Some of the companies are substantial DeSantis donors. Campaign-finance records show that RaceTrac, for instance, has given at least $175,000 to the governor over the past four years. Wawa gave $25,000 just last month.
Sunshine Gasoline has donated at least $125,000 to DeSantis. Affiliated companies have also flown the governor around on their private plane, according to a recent investigation by the Orlando Sentinel’s Jeffrey Schweers.
Two weeks after that meeting, one of those lobbyists emailed Alex Kelly, a deputy chief of staff in the governor’s office, with the proposed rewrite of the gas-tax holiday.
Among other suggestions, they recommended that enforcement of the gas-tax holiday — and its requirement that fuel suppliers and gas stations pass the tax savings on to consumers — be handled as a civil matter, rather than a criminal one.
The gas-station lobbyists suggested that a station or supplier caught breaking the law could be punished with a fine of up to $25,000 — rather than a prison term of up to five years.

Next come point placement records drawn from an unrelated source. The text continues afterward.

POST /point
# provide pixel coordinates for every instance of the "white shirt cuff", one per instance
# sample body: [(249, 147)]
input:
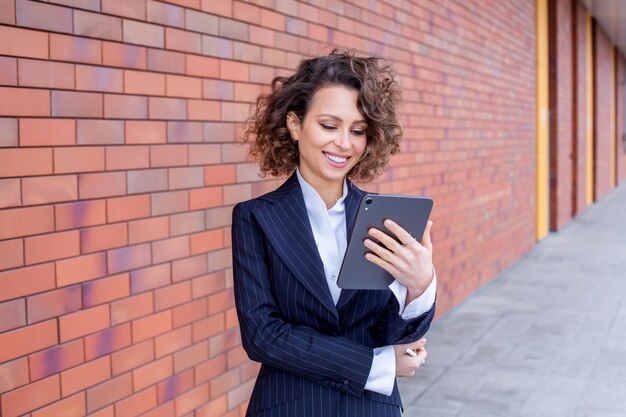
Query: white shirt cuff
[(421, 304), (382, 375)]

Kelly forwarded the recommendations on to two other top DeSantis aides: Stephanie Kopelousos, the governor’s director of legislative affairs, and Chris Spencer, his director of policy and budget.
“Follow-up from the petroleum lobbyists,” Kelly wrote.

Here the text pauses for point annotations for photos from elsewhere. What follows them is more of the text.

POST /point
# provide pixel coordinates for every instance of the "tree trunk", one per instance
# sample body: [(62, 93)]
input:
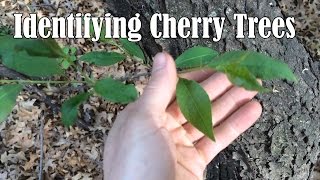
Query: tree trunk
[(284, 144)]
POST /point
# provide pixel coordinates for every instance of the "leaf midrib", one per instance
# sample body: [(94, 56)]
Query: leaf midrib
[(192, 98)]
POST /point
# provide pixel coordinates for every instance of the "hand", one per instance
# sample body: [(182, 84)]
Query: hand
[(151, 139)]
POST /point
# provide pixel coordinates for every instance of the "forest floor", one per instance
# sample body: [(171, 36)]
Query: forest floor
[(69, 153)]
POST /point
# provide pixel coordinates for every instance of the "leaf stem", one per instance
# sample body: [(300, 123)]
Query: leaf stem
[(40, 82)]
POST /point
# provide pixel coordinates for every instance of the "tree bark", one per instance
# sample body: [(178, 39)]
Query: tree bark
[(284, 144)]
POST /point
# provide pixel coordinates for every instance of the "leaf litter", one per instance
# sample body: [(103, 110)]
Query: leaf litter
[(74, 153)]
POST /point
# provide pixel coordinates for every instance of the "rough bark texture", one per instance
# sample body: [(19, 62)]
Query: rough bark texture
[(284, 144)]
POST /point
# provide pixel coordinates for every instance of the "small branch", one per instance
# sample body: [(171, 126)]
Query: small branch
[(132, 77), (5, 72), (40, 82), (41, 146)]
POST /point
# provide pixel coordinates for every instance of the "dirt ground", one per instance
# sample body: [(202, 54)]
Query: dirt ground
[(283, 145)]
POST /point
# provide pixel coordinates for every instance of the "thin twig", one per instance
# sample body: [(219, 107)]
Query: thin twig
[(40, 82), (41, 147)]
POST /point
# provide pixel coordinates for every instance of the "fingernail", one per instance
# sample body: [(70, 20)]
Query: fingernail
[(159, 62)]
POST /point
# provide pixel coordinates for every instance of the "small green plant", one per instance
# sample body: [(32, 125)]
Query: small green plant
[(44, 58)]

The emails were obtained as part of a relatively narrow records request. It was primarily seeking communications between DeSantis staffers and representatives of a for-profit affordable housing developer with whom the governor’s office worked with this past session on a proposal that would have made it easier for the developer to convert rent-restricted housing for lower-income folks into higher-priced, market-rate apartments.
These emails don’t reveal what happened next with the governor’s gas-tax holiday. Kelly, Kopelousos and Spencer all declined to comment.
But the next time the details of the gas-tax holiday legislation surfaced in public — during the final days of the session — the proposed felony penalties had been removed from the bill.
That’s not all. The $25,000 fines that the gas-station lobbyists had floated as a potential compromise were nowhere to be found, either.
And another penalty that DeSantis’ office had suggested in its original version of the legislation — a provision threatening to revoke the licenses of uncooperative fuel suppliers or gas stations — was gone, too.
So to recap:
Ron DeSantis and the Florida Legislature passed a month-long gas-tax holiday in which they ordered fuel suppliers and gas stations to pass all the tax savings on to consumers. But they didn’t threaten those suppliers and stations with any specific punishment if they failed to comply.